In February 2019, the United States District Court for the Southern District of Texas ruled that male-only conscription registration breached the Fourteenth Amendment's equal protection clause, overturning the previous ruling on the grounds that the policies of the armed forces regarding women had changed significantly, such that they can now be used interchangeably with men. In a case brought by non-profit men's rights organisation the National Coalition for Men against the U.S. Selective Service System, judge Gray H. Miller issued a declaratory judgement that the male-only registration requirement is unconstitutional, though did not specify what action the government should take. That decision was reversed by the 5th Circuit Court of Appeals. A petition for review was then filed with the U.S. Supreme Court. In June 2021, the U.S. Supreme Court declined to review the decision by the Court of Appeals due to the fact that Congress was actively investigating removing the male-only requirement.

==Conscientious objection==

According to the Selective Service System,

A conscientious objector is one who is opposed to serving in the armed forces and/or bearing arms on the grounds of moral or religious principles.
...
Beliefs which qualify a registrant for CO status may be religious in nature, but don't have to be.
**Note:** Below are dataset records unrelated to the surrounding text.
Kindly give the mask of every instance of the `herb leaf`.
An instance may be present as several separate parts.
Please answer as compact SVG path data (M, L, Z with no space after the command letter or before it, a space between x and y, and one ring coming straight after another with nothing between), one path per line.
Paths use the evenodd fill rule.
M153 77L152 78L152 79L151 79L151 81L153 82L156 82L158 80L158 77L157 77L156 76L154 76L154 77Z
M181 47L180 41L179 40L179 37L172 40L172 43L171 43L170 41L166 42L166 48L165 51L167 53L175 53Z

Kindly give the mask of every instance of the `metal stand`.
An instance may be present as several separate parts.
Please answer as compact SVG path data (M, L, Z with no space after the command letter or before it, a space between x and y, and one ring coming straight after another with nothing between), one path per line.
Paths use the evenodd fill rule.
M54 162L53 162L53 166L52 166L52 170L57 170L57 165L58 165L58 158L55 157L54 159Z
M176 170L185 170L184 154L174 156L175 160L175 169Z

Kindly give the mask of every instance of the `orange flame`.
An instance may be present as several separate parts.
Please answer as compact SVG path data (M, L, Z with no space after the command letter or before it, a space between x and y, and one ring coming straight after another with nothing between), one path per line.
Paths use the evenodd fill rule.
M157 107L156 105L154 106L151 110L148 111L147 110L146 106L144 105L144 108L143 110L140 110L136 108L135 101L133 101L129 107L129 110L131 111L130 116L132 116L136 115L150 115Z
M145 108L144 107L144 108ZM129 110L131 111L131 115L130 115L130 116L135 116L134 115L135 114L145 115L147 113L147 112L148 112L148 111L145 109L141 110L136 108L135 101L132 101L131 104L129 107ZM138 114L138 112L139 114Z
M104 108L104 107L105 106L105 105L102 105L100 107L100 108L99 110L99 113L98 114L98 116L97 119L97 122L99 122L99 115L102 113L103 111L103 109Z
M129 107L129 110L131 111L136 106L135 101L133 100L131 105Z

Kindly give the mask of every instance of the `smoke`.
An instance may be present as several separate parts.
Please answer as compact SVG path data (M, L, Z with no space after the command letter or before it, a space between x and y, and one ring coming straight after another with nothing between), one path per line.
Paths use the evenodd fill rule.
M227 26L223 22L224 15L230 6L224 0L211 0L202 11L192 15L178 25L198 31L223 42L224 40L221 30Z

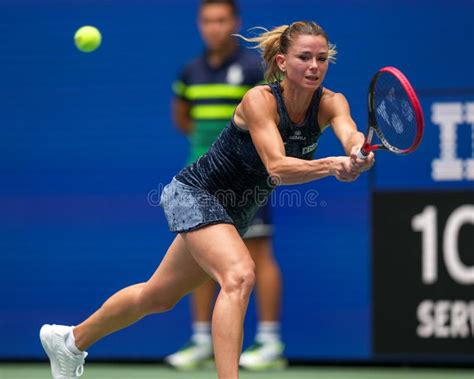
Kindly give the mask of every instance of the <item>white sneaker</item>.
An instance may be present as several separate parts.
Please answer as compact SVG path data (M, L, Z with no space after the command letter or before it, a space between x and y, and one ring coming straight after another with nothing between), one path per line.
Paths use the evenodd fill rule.
M53 379L75 379L84 373L87 353L74 354L66 347L66 336L72 326L45 324L40 330L43 349L51 364Z
M282 369L288 364L283 357L285 346L278 341L275 342L254 342L240 356L240 367L253 370L263 371L272 369Z
M176 353L168 355L165 362L180 370L191 370L214 364L212 342L189 341Z

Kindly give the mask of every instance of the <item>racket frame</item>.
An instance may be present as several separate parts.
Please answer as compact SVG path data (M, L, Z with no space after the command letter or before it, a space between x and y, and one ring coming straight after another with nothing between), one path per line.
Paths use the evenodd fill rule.
M412 145L406 149L399 149L395 146L392 146L387 141L387 139L385 138L380 128L377 126L377 121L375 117L375 98L374 98L375 97L375 83L377 82L377 79L379 78L379 76L382 75L383 73L389 73L393 75L396 79L398 79L401 86L406 91L408 95L408 100L410 101L410 104L413 107L413 110L415 112L416 125L417 125L416 136L413 140ZM413 87L411 86L410 82L405 77L405 75L403 75L400 70L392 66L381 68L373 76L372 80L370 81L367 100L368 100L368 108L369 108L369 128L367 130L367 136L365 138L364 145L359 151L359 154L358 154L359 158L367 157L367 155L369 155L371 151L375 151L375 150L389 150L395 154L408 154L414 151L420 144L421 138L423 137L425 123L423 119L423 111L421 109L420 101L418 100L415 90L413 89ZM373 145L371 144L374 133L380 139L381 143L373 144Z

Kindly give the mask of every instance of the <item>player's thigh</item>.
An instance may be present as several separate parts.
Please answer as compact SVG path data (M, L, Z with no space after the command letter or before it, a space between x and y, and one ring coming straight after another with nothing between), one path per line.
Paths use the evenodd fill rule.
M229 276L254 274L254 262L233 225L209 225L182 236L199 265L221 286Z
M257 267L274 261L270 237L248 238L244 241Z
M178 235L146 283L144 291L150 296L165 297L172 303L209 279Z

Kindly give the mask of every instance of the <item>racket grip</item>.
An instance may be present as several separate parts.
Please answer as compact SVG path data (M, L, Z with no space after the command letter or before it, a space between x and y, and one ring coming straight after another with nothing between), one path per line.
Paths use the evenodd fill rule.
M364 152L362 151L362 149L360 149L358 152L357 152L357 158L359 159L367 159L367 156L369 154L364 154Z

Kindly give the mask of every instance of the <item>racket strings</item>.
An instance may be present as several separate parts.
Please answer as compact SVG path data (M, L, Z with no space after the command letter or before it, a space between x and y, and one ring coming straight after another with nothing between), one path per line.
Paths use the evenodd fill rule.
M394 149L410 148L417 135L417 120L410 98L400 81L383 73L374 88L374 115L378 136Z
Beliefs may be moral or ethical; however, a man's reasons for not wanting to participate in a war must not be based on politics, expediency, or self-interest. In general, the man's lifestyle prior to making his claim must reflect his current claims.

The Supreme Court has ruled in cases United States v. Seeger (1965) and Welsh v. United States (1970) that conscientious objection can be by non-religious beliefs as well as religious beliefs; but it has also ruled in Gillette v. United States (1971) against objections to specific wars as grounds for conscientious objection.

There is currently no mechanism to indicate that one is a conscientious objector in the Selective Service system. According to the SSS, after a person is drafted, he can claim conscientious objector status and then justify it before the Local Board. This is criticized because during the times of a draft, when the country is in emergency conditions, there could be increased pressure for Local Boards to be more harsh on conscientious objector claims.

There are two types of status for conscientious objectors. If a person objects only to combat but not to service in the military, then the person could be given noncombatant service in the military without training of weapons. If the person objects to all military service, then the person could be ordered to "alternative service" with a job "deemed to make a meaningful contribution to the maintenance of the national health, safety, and interest".

==Selective Service reforms==

The Selective Service System has maintained that they have implemented several reforms that would make the draft more fair and equitable.

Some of the measures they have implemented include:
- Before and during the Vietnam War, a young man could get a deferment by showing that he was a full-time student making satisfactory progress toward a degree; now deferment only lasts to the end of the semester. If the man is a senior he can defer until the end of the academic year.
- The government has said that draft boards are now more representative of the local communities in areas such as race and national origin.
- A lottery system would be used to determine the order of people being called up. Previously the oldest men who were found eligible for the draft would be taken first. In the new system, the men called first would be those who are or will turn 20 years old in the calendar year or those whose deferments will end in the calendar year. Following this, men above 20 years will be called in sequence up until their liability ends; eligible men below the 20-year cutoff (i.e. 18 and 19-year-olds) will then be called afterwards, being lowest priority.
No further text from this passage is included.